Recently in the Mala GIS group, someone raised an interesting question: Can GIS be used to analyze which province in China has produced the most leaders? Previously, you might have had to search via a search engine, but the data might not be up-to-date, and quantitative analysis would be cumbersome, requiring tedious data cleaning. However, in the AI era, we can easily accomplish this task using AI + GIS.
P.S.: This article is purely technical, and the data may not be entirely accurate. Corrections are welcome if any issues are found.
Approach
To create this map, two key points need to be defined:
- Definition of "Leaders": Here, we define them as Standing Committee members (abbreviated, as everyone understands).
- Province Attribution: We use native place (籍贯), a commonly searchable field. Note: Native place may differ from birthplace.
With these definitions, the basic workflow is as follows:
- Obtain the list of Standing Committee members from the 1st to the 20th National Congress.
- Search for their native places based on the list.

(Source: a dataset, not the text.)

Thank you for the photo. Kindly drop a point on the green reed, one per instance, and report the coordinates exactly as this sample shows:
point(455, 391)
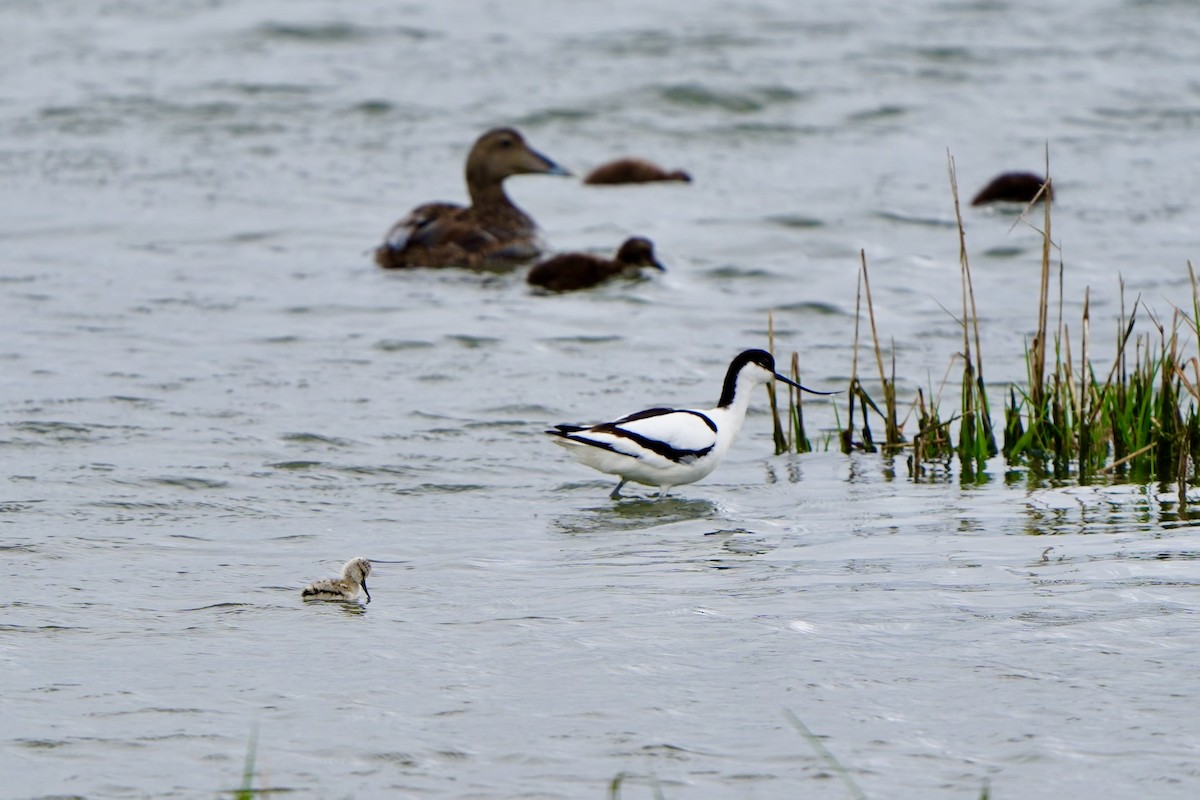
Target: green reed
point(1135, 419)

- Analyze the tabular data to count the number of members per province.
- Generate the map.
Using AI to Obtain Statistical Data
When writing this article, I used Gemini's 2.5 Pro model. You can try other models too. I won't share the specific prompts here, as it's inconvenient. I recommend using multiple AIs for this task, as the results might differ and require cross-verification.

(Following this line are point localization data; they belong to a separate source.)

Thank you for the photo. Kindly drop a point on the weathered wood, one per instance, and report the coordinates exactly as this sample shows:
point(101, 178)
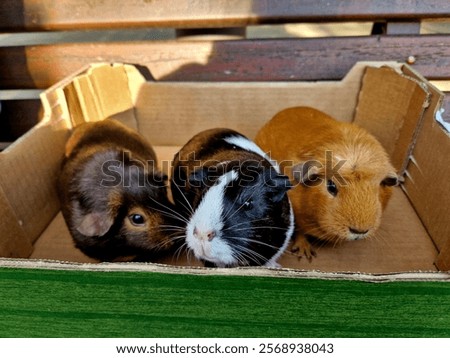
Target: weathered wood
point(71, 14)
point(244, 60)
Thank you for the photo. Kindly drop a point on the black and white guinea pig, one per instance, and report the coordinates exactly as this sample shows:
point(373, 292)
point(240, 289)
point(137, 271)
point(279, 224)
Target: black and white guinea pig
point(113, 198)
point(234, 198)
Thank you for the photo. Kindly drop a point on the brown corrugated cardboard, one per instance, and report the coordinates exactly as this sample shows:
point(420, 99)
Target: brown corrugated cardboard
point(168, 114)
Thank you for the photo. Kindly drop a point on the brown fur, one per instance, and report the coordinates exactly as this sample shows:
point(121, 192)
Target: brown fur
point(99, 211)
point(313, 148)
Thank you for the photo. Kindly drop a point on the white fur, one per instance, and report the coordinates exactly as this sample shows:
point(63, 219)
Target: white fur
point(250, 146)
point(207, 217)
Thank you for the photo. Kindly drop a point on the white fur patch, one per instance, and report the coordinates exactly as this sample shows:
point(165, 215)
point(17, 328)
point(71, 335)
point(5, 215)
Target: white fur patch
point(207, 218)
point(250, 146)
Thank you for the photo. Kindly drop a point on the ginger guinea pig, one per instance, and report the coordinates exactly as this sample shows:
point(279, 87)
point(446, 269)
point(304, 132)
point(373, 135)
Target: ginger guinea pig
point(234, 199)
point(342, 176)
point(113, 198)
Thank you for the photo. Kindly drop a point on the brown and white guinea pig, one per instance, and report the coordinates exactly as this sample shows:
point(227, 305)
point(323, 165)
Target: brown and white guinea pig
point(234, 200)
point(113, 198)
point(342, 176)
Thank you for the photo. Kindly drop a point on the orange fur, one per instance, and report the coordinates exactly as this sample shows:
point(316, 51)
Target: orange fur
point(310, 144)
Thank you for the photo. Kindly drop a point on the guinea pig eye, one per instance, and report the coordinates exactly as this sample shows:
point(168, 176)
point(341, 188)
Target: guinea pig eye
point(331, 187)
point(248, 205)
point(137, 219)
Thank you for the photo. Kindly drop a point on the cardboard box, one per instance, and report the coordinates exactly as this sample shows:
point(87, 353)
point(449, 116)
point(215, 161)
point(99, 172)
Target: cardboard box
point(392, 101)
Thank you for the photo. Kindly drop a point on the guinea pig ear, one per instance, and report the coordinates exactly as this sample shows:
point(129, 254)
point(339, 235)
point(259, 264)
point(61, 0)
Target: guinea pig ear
point(278, 185)
point(95, 224)
point(306, 172)
point(392, 179)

After obtaining the data, export it to an Excel file. This step often requires significant data cleaning. For instance, Gemini might include province Pinyin alongside names, making the cleaning process tedious and requiring skill and patience. One advantage of Gemini is its ability to generate Excel files directly, meaning you can instruct it to clean the data before outputting to Excel.
However, use this feature cautiously. In my tests, AI performance in this area was inconsistent. For example, Hunan (湖南) appeared 12 times, but both Gemini and Yuanbao counted it as 13... The final cleaned data looked like this:
Finally, export the data as a CSV file for later use.
Generating the Map with GIS Software
Now it's time for GIS software. Simple tools like ArcGIS or QGIS will suffice. I'll use QGIS as an example to outline the basic steps.
Vector Map: We'll use the standard national vector map data shared in a previous article "「GIS Data」2024 National Standard Vector Map (Precise to County Level) Review Map No.: GS(2024) 0650". The provincial-level data is sufficient here.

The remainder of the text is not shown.